Lotus L. Kang Molt (Woodridge-New York-Berlin-), 2024 - 2025
Lengths of unfixed industrial film— “skins” as Kang refers to them—are draped over and across raw steel tubes suspended from the ceiling. The shadowy impressions on the film create layered, visceral timescales, rendered in a palette of yellow, orange, red, purple and brown.
By intentionally misusing the material, exposing it to sunlight and manipulating its exposure in both planned and unforeseen ways, the artist has invented modes of inscribing her process, turning the film into indexes of overlapping durations. The film is “tanned” ––or exposed––across multiple sites: her studio, her home, and predominantly, in a greenhouse situated in upstate New York. A structure that is not fully inside nor fully outside, the greenhouse embodies an in-between space that holds cycles of growth and decay.

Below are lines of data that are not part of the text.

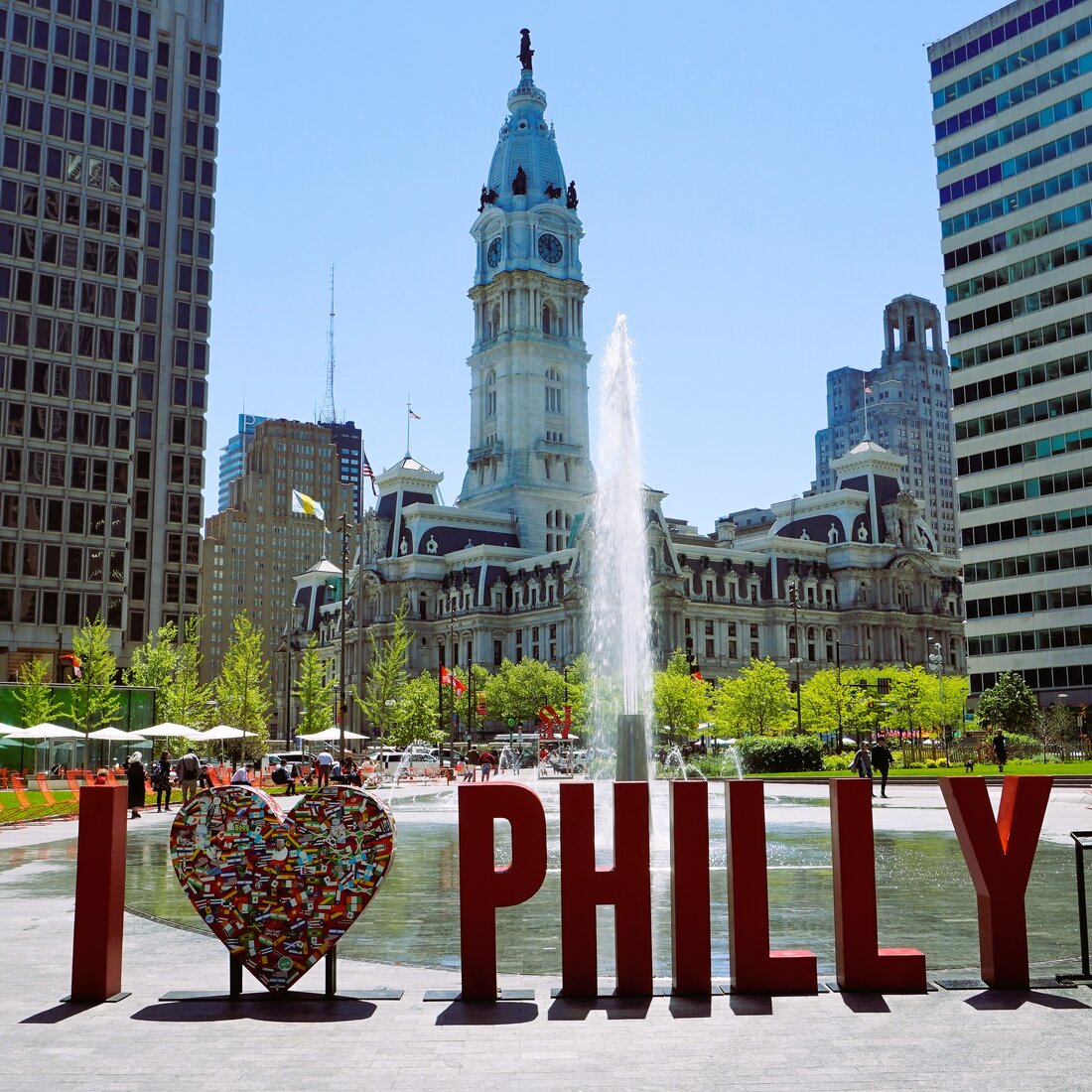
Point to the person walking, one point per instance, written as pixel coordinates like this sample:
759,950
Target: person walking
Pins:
863,764
161,782
189,770
324,764
487,763
134,775
470,764
882,760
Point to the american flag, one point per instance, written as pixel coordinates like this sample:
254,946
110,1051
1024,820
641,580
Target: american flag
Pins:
368,473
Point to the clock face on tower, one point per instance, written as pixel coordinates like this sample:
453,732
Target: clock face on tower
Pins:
549,248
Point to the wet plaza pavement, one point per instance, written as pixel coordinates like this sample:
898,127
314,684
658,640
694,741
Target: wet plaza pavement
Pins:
408,939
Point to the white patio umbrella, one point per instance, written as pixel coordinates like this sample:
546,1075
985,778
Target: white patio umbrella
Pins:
112,734
46,732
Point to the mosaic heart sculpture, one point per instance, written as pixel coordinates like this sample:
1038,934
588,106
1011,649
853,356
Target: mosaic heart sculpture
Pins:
281,887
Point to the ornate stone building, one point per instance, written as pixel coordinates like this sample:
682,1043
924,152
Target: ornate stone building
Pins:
854,574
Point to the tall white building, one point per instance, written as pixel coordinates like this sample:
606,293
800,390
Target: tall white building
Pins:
1012,100
905,406
528,451
107,175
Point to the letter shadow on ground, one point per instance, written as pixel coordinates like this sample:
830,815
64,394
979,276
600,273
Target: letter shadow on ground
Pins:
1012,1000
63,1012
615,1008
273,1009
484,1014
686,1007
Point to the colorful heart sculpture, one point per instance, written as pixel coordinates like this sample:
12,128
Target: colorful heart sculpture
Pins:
279,887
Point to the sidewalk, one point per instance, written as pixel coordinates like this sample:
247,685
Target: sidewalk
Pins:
961,1039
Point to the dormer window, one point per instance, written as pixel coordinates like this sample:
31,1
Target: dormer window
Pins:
553,391
490,394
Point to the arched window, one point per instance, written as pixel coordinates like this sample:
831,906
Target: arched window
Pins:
490,394
553,391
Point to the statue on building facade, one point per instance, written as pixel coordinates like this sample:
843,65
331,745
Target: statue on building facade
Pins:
525,52
488,197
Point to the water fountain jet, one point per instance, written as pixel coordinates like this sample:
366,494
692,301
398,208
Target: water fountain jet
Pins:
620,614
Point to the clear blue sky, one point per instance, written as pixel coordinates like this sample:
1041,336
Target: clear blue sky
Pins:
755,184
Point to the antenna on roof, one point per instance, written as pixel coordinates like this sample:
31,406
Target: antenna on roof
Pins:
328,415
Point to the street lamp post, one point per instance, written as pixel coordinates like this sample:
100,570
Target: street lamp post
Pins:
342,520
937,665
797,659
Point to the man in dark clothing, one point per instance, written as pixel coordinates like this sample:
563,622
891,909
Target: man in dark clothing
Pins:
882,760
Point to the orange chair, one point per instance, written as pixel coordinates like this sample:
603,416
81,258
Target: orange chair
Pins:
29,810
63,808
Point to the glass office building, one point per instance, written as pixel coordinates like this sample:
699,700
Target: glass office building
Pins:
1013,116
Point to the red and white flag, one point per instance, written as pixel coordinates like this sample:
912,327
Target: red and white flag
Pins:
447,678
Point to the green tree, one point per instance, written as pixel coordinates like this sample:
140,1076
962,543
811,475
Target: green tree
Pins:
418,713
756,702
37,702
679,701
95,703
1009,705
912,699
519,690
1056,727
315,694
154,664
186,699
831,705
242,689
382,689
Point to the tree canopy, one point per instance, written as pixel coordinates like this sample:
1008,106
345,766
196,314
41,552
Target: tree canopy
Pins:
1009,705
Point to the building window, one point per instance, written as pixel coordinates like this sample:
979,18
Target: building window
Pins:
553,391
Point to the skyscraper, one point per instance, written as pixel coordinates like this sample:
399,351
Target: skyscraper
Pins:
1012,95
257,545
232,457
905,406
106,211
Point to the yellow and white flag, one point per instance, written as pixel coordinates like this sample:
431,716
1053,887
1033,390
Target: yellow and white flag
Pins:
303,504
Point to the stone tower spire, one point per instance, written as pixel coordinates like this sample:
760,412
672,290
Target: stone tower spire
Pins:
528,366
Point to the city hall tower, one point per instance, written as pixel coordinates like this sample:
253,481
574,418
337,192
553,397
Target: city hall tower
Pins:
528,450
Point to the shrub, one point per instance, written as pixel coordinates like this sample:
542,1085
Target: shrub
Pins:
834,762
779,753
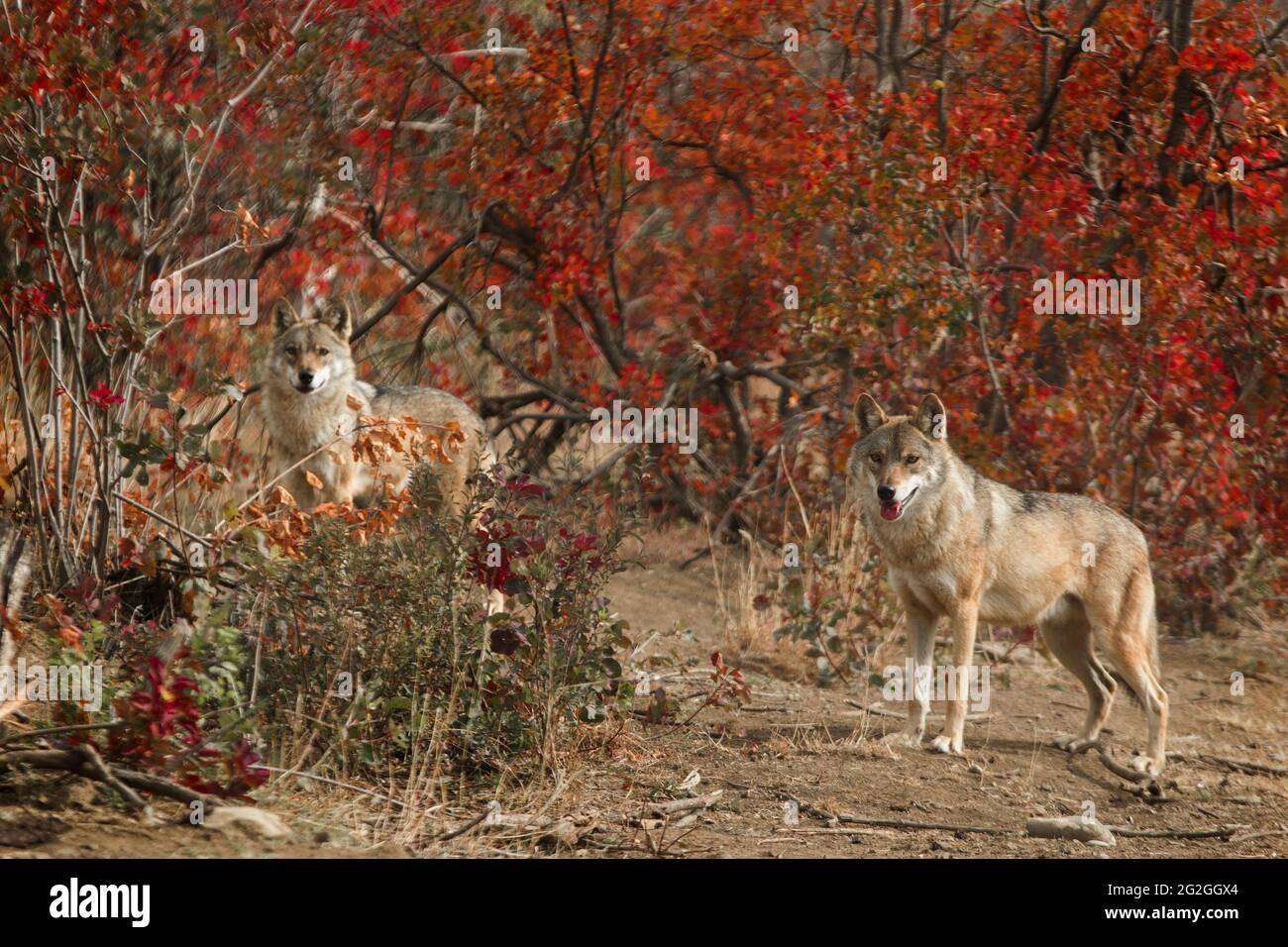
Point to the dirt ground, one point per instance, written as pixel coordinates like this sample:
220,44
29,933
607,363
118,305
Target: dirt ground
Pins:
816,746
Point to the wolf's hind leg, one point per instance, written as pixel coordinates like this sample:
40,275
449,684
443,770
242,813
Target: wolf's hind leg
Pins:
1131,641
1068,634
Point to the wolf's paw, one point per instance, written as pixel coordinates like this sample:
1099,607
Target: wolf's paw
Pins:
902,738
945,744
1072,744
1146,767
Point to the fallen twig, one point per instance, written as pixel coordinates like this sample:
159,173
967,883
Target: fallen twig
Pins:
80,764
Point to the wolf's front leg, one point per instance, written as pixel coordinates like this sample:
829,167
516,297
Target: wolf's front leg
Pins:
921,650
964,622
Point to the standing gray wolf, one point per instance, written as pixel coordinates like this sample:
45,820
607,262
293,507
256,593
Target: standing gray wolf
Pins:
969,549
313,402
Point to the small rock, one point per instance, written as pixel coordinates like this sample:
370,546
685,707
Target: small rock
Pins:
22,830
250,819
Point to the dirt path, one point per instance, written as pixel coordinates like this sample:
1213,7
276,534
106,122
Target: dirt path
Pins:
818,746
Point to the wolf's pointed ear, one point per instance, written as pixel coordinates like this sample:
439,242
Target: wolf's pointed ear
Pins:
283,316
868,414
931,418
336,317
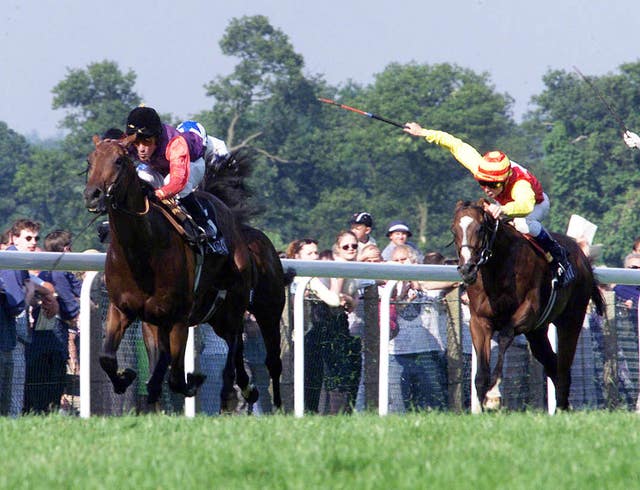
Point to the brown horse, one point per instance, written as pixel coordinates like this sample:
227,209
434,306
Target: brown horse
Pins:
153,275
512,291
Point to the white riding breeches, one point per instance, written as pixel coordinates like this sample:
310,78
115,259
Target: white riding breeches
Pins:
196,174
531,223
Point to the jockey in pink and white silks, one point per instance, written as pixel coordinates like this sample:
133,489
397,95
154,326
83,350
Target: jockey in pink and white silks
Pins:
516,192
172,161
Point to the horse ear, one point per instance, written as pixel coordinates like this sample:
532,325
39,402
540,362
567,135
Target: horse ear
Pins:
128,140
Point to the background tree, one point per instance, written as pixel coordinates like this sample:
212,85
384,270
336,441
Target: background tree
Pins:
593,173
14,151
94,99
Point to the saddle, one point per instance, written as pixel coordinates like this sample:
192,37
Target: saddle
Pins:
182,222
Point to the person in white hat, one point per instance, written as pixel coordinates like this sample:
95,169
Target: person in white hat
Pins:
398,233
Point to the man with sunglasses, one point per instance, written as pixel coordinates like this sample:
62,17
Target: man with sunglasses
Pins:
17,292
517,192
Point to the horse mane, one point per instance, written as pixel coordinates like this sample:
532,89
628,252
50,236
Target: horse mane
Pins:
228,183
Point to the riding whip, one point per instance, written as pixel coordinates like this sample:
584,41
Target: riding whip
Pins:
604,101
358,111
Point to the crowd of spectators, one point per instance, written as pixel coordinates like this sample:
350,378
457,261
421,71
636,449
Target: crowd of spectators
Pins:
39,334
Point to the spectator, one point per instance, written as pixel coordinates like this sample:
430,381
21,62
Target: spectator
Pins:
5,239
345,360
398,233
370,253
627,294
27,288
319,300
361,225
326,254
417,360
53,341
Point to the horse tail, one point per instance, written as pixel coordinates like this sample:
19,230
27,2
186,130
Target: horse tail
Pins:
227,182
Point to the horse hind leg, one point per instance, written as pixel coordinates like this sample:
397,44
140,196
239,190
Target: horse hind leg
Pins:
270,330
116,325
177,343
568,334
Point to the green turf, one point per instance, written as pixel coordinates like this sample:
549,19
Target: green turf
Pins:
517,450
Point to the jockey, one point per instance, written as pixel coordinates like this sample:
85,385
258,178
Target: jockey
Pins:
172,162
517,192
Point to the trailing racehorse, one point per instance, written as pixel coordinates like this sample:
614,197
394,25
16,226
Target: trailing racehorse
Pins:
154,275
512,290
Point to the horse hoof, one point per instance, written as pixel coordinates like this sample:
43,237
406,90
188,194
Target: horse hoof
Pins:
195,379
250,394
153,393
124,379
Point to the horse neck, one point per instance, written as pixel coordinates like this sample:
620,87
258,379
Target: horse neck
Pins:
130,215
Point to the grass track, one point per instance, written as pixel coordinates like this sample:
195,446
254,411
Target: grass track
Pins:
519,450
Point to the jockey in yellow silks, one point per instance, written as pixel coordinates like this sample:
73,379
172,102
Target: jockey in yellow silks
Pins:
516,192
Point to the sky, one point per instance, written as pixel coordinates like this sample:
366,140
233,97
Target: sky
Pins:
173,46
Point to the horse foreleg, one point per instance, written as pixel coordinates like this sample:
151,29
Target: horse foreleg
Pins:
116,324
542,351
567,342
481,339
493,398
159,358
228,396
248,390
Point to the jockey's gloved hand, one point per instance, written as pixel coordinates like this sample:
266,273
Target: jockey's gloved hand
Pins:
631,139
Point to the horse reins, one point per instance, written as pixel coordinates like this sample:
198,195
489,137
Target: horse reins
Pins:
487,242
113,203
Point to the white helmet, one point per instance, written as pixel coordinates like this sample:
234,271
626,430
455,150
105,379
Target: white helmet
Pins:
193,127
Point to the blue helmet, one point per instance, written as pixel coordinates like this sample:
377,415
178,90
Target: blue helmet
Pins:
193,127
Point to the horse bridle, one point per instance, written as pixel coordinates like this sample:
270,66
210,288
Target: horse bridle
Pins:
488,239
123,159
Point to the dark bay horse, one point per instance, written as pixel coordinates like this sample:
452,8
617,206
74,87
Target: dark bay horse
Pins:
152,274
509,284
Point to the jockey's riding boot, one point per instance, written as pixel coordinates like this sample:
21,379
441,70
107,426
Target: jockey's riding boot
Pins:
565,272
208,229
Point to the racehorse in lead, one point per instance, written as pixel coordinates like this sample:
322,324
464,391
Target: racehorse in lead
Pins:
512,290
154,275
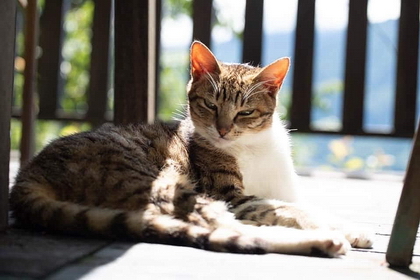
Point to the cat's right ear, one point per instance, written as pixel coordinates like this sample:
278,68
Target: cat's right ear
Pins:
202,61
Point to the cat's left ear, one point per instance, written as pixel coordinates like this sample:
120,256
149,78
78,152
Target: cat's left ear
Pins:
273,75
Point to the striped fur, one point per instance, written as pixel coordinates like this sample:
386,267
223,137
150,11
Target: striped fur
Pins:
180,183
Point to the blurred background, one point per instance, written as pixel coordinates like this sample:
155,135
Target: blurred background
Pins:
354,155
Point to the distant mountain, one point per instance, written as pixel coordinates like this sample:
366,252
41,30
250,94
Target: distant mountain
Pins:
329,67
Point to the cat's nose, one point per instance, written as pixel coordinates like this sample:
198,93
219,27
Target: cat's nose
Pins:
223,131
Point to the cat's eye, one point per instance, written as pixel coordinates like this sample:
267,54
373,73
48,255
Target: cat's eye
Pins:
245,112
210,105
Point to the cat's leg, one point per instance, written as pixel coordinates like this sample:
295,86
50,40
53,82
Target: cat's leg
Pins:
229,234
273,212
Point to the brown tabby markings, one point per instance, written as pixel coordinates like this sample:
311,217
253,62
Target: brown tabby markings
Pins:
170,183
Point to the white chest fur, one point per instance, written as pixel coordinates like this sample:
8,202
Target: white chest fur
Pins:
266,164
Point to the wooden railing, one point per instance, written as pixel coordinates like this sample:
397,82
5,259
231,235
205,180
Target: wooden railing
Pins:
134,20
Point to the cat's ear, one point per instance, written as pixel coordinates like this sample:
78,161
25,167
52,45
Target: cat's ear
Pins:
202,61
273,75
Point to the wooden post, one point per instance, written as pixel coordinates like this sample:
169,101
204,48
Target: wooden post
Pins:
99,63
253,32
406,90
27,144
202,12
354,86
300,111
403,235
135,31
7,55
50,83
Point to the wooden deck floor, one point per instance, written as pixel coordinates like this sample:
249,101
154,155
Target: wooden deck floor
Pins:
28,255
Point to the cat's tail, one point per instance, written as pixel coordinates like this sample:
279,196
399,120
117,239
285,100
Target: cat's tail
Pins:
209,226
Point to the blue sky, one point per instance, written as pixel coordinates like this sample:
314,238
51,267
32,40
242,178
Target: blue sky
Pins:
279,16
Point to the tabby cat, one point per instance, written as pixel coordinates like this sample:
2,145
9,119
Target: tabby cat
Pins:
221,179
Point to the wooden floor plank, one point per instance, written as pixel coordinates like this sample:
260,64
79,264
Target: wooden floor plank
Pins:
368,203
35,255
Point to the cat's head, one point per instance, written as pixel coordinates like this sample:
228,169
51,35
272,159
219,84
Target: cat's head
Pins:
230,101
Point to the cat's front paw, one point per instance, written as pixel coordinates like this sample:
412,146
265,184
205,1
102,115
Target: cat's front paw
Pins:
330,243
360,238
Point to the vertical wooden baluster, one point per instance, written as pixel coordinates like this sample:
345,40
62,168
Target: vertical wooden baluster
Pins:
300,112
135,32
354,84
7,55
202,14
253,31
27,144
99,63
406,89
50,83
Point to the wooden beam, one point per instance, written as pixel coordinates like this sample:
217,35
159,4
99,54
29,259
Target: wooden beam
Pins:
407,69
406,224
354,83
99,63
27,143
253,32
300,111
7,55
135,37
202,14
50,83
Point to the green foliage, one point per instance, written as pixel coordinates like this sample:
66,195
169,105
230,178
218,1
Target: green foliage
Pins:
76,56
174,8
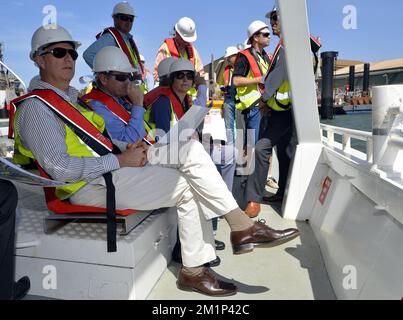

Wooden pallets, mesh fabric, cardboard cut-outs, cast aluminum objects, splashes of rainwater, and the films' own folding and touching leave the sheets with cryptic, shadowy traces, their glossy surfaces marked by experimentation and time. The reflective quality of the film mirrors viewer and environment, offering a distorted echo of its surroundings.
The raw film alludes to early photography’s purpose of documentation. However, Kang subverts such associations by deconstructing the medium, emphasizing the alchemical, embodied, and sculptural.
For Kang, the unfixed and continually sensitive film resembles various membranes: cellular, plastic, textile, or synthetic. As her term “skins” suggests, the film is akin to the body’s largest organ. Worn on the outside rather than inside, it is strong and resistant yet vulnerable and absorptive. Skin is an active vessel: a connective, porous membrane where time is recorded and evidenced both legibly and illegibly. With their associations to bruise, blood or bile, the colors of the cascading film invoke the body’s fragility, resilience and leakiness.